If you are a consumer thinking about filing bankruptcy, you will want to figure out whether to file bankruptcy before or after November 1 when changes to the income eligibility guidelines take effect. For some people, the means test changes will help and for others the changes will hurt.
In Kansas, for example, median family income for families of one to three goes up while median family income for four or more person families decreases. In Florida, median family income went down for all family sizes.
The new income figures have been released so you have 21 days until October 31, 2009, to file bankruptcy, if you will be hurt by the new means test guidelines. See your consumer bankruptcy attorney to learn your options.
Congress created an income test for determining eligibility for consumer bankruptcy in the law reform of 2005. The thought was that you should only get as much bankruptcy relief as you need. Creditors complained that people were discharging all their debt in chapter 7 bankruptcy who had the ability to make partial payment in chapter 13 bankruptcy.
A math test was created to determine who can file chapter 7, who must file chapter 13, and how much debt has to be repaid in chapter 13. This test is called the means test.
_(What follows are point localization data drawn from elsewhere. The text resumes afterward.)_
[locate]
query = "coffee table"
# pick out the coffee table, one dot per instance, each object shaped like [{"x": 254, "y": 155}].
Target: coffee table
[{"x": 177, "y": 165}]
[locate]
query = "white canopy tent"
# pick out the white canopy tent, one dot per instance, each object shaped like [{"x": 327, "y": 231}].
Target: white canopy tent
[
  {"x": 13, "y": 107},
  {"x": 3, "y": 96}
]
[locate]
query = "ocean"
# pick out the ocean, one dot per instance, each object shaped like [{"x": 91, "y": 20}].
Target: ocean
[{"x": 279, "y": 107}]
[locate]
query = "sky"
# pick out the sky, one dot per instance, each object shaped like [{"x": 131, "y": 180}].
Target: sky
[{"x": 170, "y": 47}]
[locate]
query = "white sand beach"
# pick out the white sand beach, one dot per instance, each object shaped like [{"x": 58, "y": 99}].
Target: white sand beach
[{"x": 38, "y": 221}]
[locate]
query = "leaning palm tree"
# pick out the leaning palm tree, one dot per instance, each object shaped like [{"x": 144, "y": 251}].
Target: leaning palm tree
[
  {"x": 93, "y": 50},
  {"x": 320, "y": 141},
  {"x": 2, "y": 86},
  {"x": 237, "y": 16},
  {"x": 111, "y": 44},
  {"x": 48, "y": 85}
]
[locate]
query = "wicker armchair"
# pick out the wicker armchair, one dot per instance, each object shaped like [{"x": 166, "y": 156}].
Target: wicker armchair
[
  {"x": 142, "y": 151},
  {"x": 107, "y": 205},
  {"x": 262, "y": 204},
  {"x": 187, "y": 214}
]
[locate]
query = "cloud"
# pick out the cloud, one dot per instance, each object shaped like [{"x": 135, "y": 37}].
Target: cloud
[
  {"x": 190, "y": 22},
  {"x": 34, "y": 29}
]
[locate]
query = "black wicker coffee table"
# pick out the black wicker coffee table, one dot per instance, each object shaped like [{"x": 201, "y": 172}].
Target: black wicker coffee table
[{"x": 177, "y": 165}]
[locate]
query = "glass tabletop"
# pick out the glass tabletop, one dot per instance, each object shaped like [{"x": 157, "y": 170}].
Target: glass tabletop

It starts with the median family income for your family size in your state according to data compiled by the U.S. Census Bureau and adjusted by the U.S. Trustee Program. The median income figures are changing for bankruptcy cases filed on or after November 1, 2009.
If your income is less than the family median income for your state, you pass the means test and are eligible for filing either chapter 7 or chapter 13 bankruptcy.
If your income is higher than the family median income for your state, then you keep going by filling out about six pages of information about your expenses and various deductions you are allowed to take to determine if you have disposable income to pay your unsecured creditors (the ones without collateral such as credit cards and medical bills). You could pass the means test at the end of the process if you have no disposable income and qualify for either chapter 7 or chapter 13 bankruptcy. You could even qualify for nominal repayment to general unsecured debts in chapter 13 bankruptcy. Or, if you have disposable income, you may be eligible for a chapter 13 payment plan bankruptcy.
The means test is very complicated. The devil is in the details, as they say, and your consumer bankruptcy attorney can help you determine your options.